The State Security Force Commander Hossein Ashtari announced this in a meeting on September 4, 2018, stating that the SSF would deal seriously with women violators who do not observe their hijab in vehicles, further adding that if such violators have previous record of warnings, their cars would be impounded.
The SSF and a plethora of morality police are stepping up their operations to enforce harsher confrontations with Iranian women for mal-veiling in personal vehicles as they hound the roads in the days leading to Muharram.
Fearing the spread of popular protests against the regime and in a bid to contain them, the SSF Commander said, “We need to improve our readiness so that we can carry out our missions efficiently in the coming months.”
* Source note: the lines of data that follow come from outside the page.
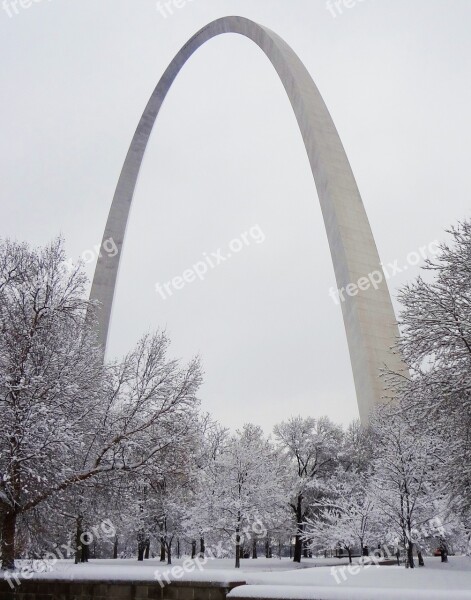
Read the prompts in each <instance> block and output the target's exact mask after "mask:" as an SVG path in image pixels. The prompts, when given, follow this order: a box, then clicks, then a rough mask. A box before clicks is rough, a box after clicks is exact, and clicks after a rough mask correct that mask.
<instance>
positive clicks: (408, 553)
mask: <svg viewBox="0 0 471 600" xmlns="http://www.w3.org/2000/svg"><path fill="white" fill-rule="evenodd" d="M413 550H414V544H413V543H412V542H409V543H408V544H407V563H406V564H407V565H408V566H409V567H410V568H411V569H414V568H415V563H414V554H413Z"/></svg>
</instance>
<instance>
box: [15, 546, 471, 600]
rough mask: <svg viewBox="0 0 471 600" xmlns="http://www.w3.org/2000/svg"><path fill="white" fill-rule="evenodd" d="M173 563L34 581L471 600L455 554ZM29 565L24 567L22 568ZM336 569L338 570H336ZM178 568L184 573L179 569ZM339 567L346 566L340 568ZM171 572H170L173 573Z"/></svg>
mask: <svg viewBox="0 0 471 600" xmlns="http://www.w3.org/2000/svg"><path fill="white" fill-rule="evenodd" d="M190 562H191V561H189V559H186V562H185V563H184V561H183V559H179V560H175V561H174V564H173V565H172V566H171V567H168V566H166V565H162V563H160V562H159V561H158V560H156V559H151V560H146V561H145V562H144V563H137V561H136V560H132V559H126V560H92V561H90V563H88V564H84V565H74V564H73V563H72V561H62V560H61V561H58V562H57V563H56V564H55V565H54V567H53V570H52V571H51V572H49V573H43V574H35V575H34V577H35V578H41V579H43V578H48V579H65V580H78V579H81V580H84V579H100V580H106V581H110V580H120V581H130V580H141V581H142V580H145V581H152V580H158V579H159V578H160V579H161V580H164V581H165V580H167V578H169V579H171V580H180V581H182V580H186V581H188V580H193V581H219V582H228V581H245V582H246V583H247V585H246V586H243V587H238V588H236V589H234V590H233V591H232V592H231V593H230V595H229V598H231V599H236V598H241V597H251V598H280V599H291V598H292V599H298V600H299V599H306V600H309V599H322V600H378V599H380V600H398V599H401V600H422V599H423V600H438V599H440V600H442V599H443V600H465V599H466V600H471V558H468V557H464V556H452V557H450V559H449V562H448V563H447V564H442V563H441V562H440V559H439V558H435V557H434V558H431V557H428V558H427V559H426V566H425V567H424V568H420V569H419V568H416V569H412V570H411V569H405V568H404V567H396V566H380V567H377V566H375V565H373V566H370V567H360V566H358V567H357V568H356V569H353V570H351V572H349V570H348V569H347V568H346V567H347V561H345V560H344V561H336V560H335V559H327V560H323V559H312V560H305V561H303V563H301V565H294V564H293V563H292V562H291V561H290V560H288V559H283V560H281V561H280V560H278V559H268V560H267V559H264V558H259V559H257V560H251V559H245V560H243V561H242V563H241V564H242V568H241V569H234V568H233V560H232V559H218V560H208V562H207V563H206V564H205V565H200V566H198V564H194V565H193V567H194V568H193V569H192V570H191V572H190V570H189V569H188V568H186V569H184V568H183V567H185V565H186V567H188V565H189V564H190ZM24 565H25V563H23V566H24ZM332 565H335V566H336V567H337V569H336V570H332ZM176 567H180V569H178V568H177V569H176ZM338 567H345V569H344V570H339V569H338ZM170 569H171V570H170Z"/></svg>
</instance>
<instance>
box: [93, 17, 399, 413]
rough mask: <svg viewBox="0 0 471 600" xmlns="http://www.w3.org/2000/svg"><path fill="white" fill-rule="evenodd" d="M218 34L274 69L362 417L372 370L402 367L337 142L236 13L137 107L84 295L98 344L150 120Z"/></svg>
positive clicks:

Ashtari reiterated that the SSF’s priorities have been endorsed by the mullahs’ supreme leader Ali Khamenei. (The state radio and television IRIB, September 4, 2018)
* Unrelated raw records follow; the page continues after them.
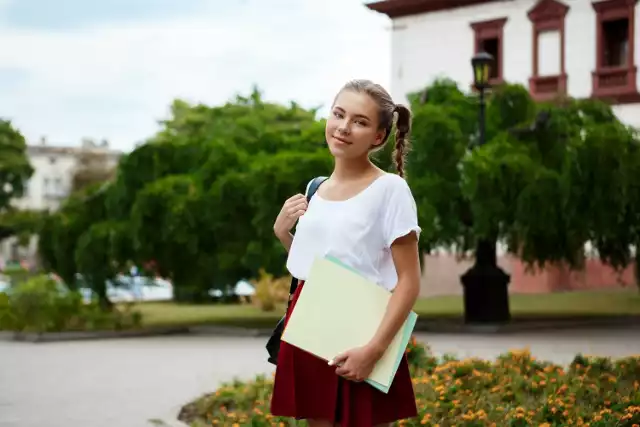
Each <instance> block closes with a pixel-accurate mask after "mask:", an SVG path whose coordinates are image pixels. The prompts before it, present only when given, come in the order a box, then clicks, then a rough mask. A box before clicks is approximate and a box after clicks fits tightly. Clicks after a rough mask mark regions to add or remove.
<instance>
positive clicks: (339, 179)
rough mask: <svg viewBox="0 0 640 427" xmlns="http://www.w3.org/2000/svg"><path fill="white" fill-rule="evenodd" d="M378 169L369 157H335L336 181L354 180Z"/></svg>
mask: <svg viewBox="0 0 640 427" xmlns="http://www.w3.org/2000/svg"><path fill="white" fill-rule="evenodd" d="M375 169H377V168H376V167H375V166H374V165H373V163H371V160H369V157H364V158H362V159H335V165H334V168H333V174H332V175H331V176H332V177H333V178H335V179H336V181H353V180H357V179H359V178H363V177H364V176H366V175H369V174H371V173H372V172H373V171H374V170H375Z"/></svg>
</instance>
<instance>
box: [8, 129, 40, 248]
mask: <svg viewBox="0 0 640 427" xmlns="http://www.w3.org/2000/svg"><path fill="white" fill-rule="evenodd" d="M26 151H27V144H26V142H25V139H24V137H23V136H22V134H21V133H20V132H19V131H18V130H17V129H15V128H14V127H13V125H12V124H11V122H10V121H7V120H3V119H0V241H2V240H3V239H6V238H7V237H10V236H14V235H15V236H17V237H18V239H19V241H20V243H22V244H25V243H26V242H27V240H28V238H29V236H31V235H33V234H36V233H37V231H38V224H39V213H38V212H32V211H19V210H17V209H15V208H13V207H12V206H11V205H10V202H11V200H13V199H16V198H20V197H21V196H22V195H23V194H24V192H25V188H26V182H27V181H28V180H29V178H30V177H31V175H32V174H33V167H32V166H31V164H30V163H29V159H28V157H27V152H26Z"/></svg>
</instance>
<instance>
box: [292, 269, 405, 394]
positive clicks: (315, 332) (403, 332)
mask: <svg viewBox="0 0 640 427" xmlns="http://www.w3.org/2000/svg"><path fill="white" fill-rule="evenodd" d="M390 298H391V292H389V291H388V290H386V289H384V288H382V287H381V286H379V285H377V284H375V283H373V282H371V281H369V280H368V279H366V278H365V277H363V276H362V275H361V274H359V273H358V272H357V271H354V270H353V269H351V268H349V267H346V266H345V265H343V264H341V263H340V261H339V260H336V259H331V258H317V259H316V260H315V261H314V263H313V266H312V267H311V271H310V273H309V277H308V279H307V280H306V282H305V284H304V287H303V288H302V291H301V292H300V297H299V298H298V301H297V303H296V306H295V309H294V310H293V313H292V314H291V317H290V318H289V320H288V322H287V327H286V328H285V330H284V332H283V334H282V341H285V342H288V343H289V344H291V345H293V346H296V347H298V348H300V349H302V350H304V351H307V352H309V353H311V354H313V355H315V356H317V357H319V358H321V359H323V360H326V361H329V360H332V359H333V358H334V357H335V356H337V355H338V354H340V353H342V352H344V351H346V350H349V349H351V348H354V347H360V346H363V345H365V344H367V343H368V342H369V340H370V339H371V338H372V337H373V336H374V335H375V333H376V331H377V329H378V326H379V325H380V323H381V322H382V319H383V317H384V315H385V311H386V308H387V305H388V303H389V299H390ZM416 320H417V315H416V313H415V312H413V311H412V312H411V313H410V315H409V317H408V318H407V320H406V321H405V324H404V327H403V328H401V329H400V331H399V332H398V334H397V335H396V337H395V338H394V339H393V341H392V342H391V345H390V346H389V348H387V351H386V352H385V353H384V355H383V356H382V358H381V359H380V360H379V361H378V363H377V364H376V366H375V368H374V370H373V372H372V373H371V375H370V376H369V378H367V380H366V381H367V382H368V383H369V384H371V385H372V386H374V387H376V388H377V389H379V390H381V391H383V392H385V393H386V392H388V390H389V387H390V385H391V382H392V381H393V378H394V376H395V373H396V371H397V369H398V365H399V364H400V361H401V360H402V357H403V355H404V352H405V349H406V347H407V344H408V342H409V338H410V336H411V333H412V331H413V328H414V326H415V323H416Z"/></svg>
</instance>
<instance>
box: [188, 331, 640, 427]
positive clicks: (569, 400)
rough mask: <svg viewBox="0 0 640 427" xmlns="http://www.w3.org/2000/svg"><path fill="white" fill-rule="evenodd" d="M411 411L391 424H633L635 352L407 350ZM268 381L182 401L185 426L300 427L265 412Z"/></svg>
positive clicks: (472, 425) (238, 387) (634, 424)
mask: <svg viewBox="0 0 640 427" xmlns="http://www.w3.org/2000/svg"><path fill="white" fill-rule="evenodd" d="M407 356H408V358H409V362H410V366H411V371H412V377H413V383H414V390H415V393H416V399H417V403H418V409H419V416H418V417H417V418H414V419H409V420H401V421H399V422H397V423H396V424H395V425H398V426H431V427H435V426H439V427H452V426H465V427H481V426H482V427H484V426H496V427H502V426H509V427H524V426H539V427H552V426H553V427H555V426H590V427H604V426H607V427H609V426H619V427H626V426H628V427H638V426H640V356H632V357H627V358H624V359H619V360H611V359H609V358H604V357H595V356H585V355H581V354H578V355H577V356H576V357H575V358H574V360H573V362H572V363H571V364H570V365H569V366H566V367H562V366H559V365H556V364H553V363H550V362H545V361H540V360H537V359H536V358H535V357H533V356H532V355H531V354H530V352H529V351H528V350H526V349H525V350H513V351H510V352H508V353H506V354H503V355H501V356H499V357H497V358H496V359H495V360H494V361H486V360H481V359H477V358H469V359H464V360H458V359H456V358H455V357H451V356H445V357H443V358H436V357H434V356H433V355H432V354H431V352H430V351H429V348H428V347H426V346H423V345H420V344H418V343H416V342H415V341H414V342H413V343H412V344H411V345H410V347H409V348H408V349H407ZM272 390H273V378H271V377H268V376H264V375H262V376H258V377H256V378H255V379H253V380H251V381H240V380H235V381H232V382H229V383H225V384H223V385H222V386H221V387H220V388H219V389H218V390H217V391H215V392H213V393H210V394H207V395H205V396H202V397H201V398H199V399H197V400H195V401H193V402H191V403H189V404H187V405H185V406H184V407H183V408H182V411H181V412H180V415H179V417H178V418H179V419H180V420H181V421H183V422H186V423H187V424H189V425H191V426H204V425H207V426H211V425H221V426H222V425H224V426H238V427H239V426H253V427H259V426H303V425H306V423H305V422H302V421H295V420H290V419H285V418H279V417H273V416H271V415H270V414H269V401H270V398H271V393H272Z"/></svg>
Just last July, the Office of Cultural Studies of the Research Center of Majlis, the mullahs’ parliament, published a report entitled, “Effective elements in the implementation of the policies on (women’s) Hijab (veiling) and the available solutions.”
According to this report, nearly 70 percent of Iranian women either do not believe in the compulsory veil or are among “the improperly veiled” and protest the compulsory veil in Iran. The report further confirms that Iranian women observe the veil only through coercion and harsh restrictions.
The law on the compulsory veil in Iran was adopted by the mullahs’ parliament in 1983 and ratified punishments for Iranian women who do not observe the compulsory dress code in public places.
Previously, in a meeting on October 8, 2017, with the SSF Commander, mullah Jafar Sobhani, one of the clerical regime’s high ranking religious scholars, had admitted, “Despite all the various emphases in recent years, we have not been able to achieve our goals regarding mal-veiling.” (The state-run Fars news agency – October 8, 2017)
Admission of failure by the state-backed cleric is despite 29 state agencies and 301 cultural organizations having been tasked with promoting and enforcing compulsory veil on Iranian women for the past 40 years.